Equipment: Pizza Oven, Hood, Cash Register with POS, Pizza Prep table, Dough Maker, Dough roller, Walk-in cooler, and much more. A full list of equipment is available with the Listing Broker.
Organization: LLC | Square Footage:1119 sq. ft. | Licenses Required: City Bus Lic, Health Permit, Sellers Permit | Hours: 11:00 am to 10:00 pm | Reason for Sale: Other Business Interests | Seating Capacity: None (no dining) | Franchise royalty & marketing fees: 11%,
Franchise Transfer Fee: $4,000 |
Please refer to local COVID-19 guidelines regarding in-door dining restrictions.
Rent: $2878/month including NNN,
Lease Term: Sellers Lease expiring in 2031 plus ONE 5-year option.
N/A – Asset Sale
Financing: All cash
All information contained in this document resulted from representations by Seller. Mission Peak Brokers, Inc. and its agents can not and will not verify the accuracy or completeness of any information. Purchasers must verify any such information themselves and should engage legal and financial advisors to assist with the process.
- Asking Price: $150,000
- Cash Flow: N/A
- Gross Revenue: $360,000
- EBITDA: N/A
- FF&E: N/A
- Inventory: $5,000
- Inventory Included: N/A
- Established: N/A
Absentee owner. Not able to devote time to the business.
This Business Is An Established Franchise
The sale doesn't include inventory valued at $5,000*, which ins't included in the requested price.
The real estate is leased by the company for $2,878 per Month
Why is the Current Owner Selling The Business?
There are all kinds of reasons people decide to sell companies. However, the genuine reason vs the one they tell you may be 2 completely different things. For instance, they may claim "I have a lot of various obligations" or "I am retiring". For many sellers, these reasons stand. But also, for some, these might just be reasons to attempt to hide the reality of changing demographics, increased competition, recent decrease in revenues, or an array of other reasons. This is why it is extremely essential that you not depend completely on a seller's word, however instead, utilize the vendor's solution in conjunction with your general due diligence. This will repaint a much more reasonable image of the business's current scenario.
Existing Debts and Future Obligations
If the existing company is in debt, which lots of companies are, then you will certainly have reason to consider this when valuating/preparing your offer. Numerous operating businesses finance loans with the purpose of covering things such as supplies, payroll, accounts payable, etc. Bear in mind that in some cases this can suggest that profit margins are too thin.
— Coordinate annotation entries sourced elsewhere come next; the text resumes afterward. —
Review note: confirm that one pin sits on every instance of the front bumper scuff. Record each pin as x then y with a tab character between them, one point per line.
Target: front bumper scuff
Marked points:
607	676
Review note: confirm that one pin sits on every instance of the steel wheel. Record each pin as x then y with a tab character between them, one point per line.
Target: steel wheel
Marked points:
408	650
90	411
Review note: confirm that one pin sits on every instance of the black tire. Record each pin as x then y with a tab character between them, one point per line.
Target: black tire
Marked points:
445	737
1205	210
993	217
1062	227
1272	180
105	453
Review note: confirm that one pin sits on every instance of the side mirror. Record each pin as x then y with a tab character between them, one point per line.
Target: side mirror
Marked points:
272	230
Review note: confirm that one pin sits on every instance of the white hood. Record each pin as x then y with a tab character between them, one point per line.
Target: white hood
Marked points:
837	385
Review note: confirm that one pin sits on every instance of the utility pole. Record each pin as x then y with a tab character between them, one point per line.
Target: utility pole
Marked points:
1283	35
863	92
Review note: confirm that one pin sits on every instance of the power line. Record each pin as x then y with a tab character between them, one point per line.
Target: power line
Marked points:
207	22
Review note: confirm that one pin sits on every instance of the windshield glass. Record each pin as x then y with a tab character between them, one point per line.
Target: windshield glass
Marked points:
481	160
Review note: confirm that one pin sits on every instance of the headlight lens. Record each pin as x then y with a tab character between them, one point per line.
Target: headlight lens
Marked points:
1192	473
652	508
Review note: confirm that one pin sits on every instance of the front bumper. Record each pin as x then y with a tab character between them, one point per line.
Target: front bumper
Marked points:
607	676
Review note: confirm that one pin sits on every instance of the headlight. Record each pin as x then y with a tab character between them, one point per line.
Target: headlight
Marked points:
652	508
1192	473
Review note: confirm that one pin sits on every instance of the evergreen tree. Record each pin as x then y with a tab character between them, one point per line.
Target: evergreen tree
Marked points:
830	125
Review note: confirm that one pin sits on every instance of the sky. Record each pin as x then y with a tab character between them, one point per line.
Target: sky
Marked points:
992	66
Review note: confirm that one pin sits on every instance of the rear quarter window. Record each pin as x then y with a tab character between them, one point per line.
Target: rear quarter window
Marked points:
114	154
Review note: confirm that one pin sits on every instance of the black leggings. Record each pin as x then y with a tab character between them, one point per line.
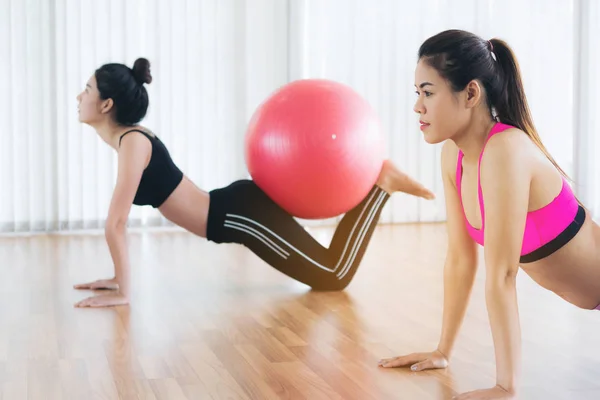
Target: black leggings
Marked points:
242	213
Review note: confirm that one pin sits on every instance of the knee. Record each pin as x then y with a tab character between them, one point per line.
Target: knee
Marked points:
331	285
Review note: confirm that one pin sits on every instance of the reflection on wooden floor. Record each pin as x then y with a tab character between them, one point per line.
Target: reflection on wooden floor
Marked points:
214	322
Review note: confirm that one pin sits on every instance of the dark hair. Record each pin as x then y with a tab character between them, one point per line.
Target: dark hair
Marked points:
460	57
125	86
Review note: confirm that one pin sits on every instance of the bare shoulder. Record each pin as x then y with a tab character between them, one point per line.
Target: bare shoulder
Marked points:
510	150
449	158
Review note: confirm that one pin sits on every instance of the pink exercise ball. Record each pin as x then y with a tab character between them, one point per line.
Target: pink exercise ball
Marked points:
315	147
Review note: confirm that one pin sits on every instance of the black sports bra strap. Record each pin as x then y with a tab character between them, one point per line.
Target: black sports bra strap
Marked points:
135	130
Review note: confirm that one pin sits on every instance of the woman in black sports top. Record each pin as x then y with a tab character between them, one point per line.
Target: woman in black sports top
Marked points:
113	103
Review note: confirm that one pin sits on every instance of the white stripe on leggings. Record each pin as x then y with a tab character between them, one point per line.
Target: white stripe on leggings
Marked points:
259	236
262	235
357	243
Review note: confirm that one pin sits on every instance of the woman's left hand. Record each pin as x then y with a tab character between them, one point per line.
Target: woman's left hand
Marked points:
103	300
495	393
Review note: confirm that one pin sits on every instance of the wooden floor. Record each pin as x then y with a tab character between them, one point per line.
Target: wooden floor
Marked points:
213	322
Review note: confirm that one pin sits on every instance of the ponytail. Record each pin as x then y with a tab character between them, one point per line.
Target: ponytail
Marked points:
511	106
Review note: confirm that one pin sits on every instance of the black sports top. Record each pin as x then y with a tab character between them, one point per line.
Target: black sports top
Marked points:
161	176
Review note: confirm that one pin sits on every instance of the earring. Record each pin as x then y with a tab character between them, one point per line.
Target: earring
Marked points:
494	114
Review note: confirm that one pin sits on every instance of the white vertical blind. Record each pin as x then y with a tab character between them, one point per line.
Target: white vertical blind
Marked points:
214	61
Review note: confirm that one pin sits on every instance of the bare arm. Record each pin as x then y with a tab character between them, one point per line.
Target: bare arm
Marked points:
134	153
505	182
461	257
459	274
Numerous organisations fall under a revolving door of taking on debt as a way to pay back other loans. Along with debts, there may also be future obligations to consider. There may be an outstanding lease on equipment or the building where the business resides. The business may have existing contracts with vendors that have to be fulfilled or may result in penalties if terminated early.
Understanding the Customer Base, Competition and Area Demographics
How do companies in the area bring in brand-new consumers? Many times, companies have repeat consumers, which develop the core of their daily profits. Particular elements such as new competitors growing up around the location, roadway building, and also employee turnover can influence repeat customers and also adversely impact future revenues. One essential thing to think about is the placement of the business. Is it in a highly trafficked shopping center, or is it hidden from the highway? Clearly, the more people that see the business on a regular basis, the higher the chance to build a returning customer base. A last thought is the basic location demographics. Is the business situated in a densely inhabited city, or is it located on the edge of town? How might the neighborhood median home income effect future earnings potential?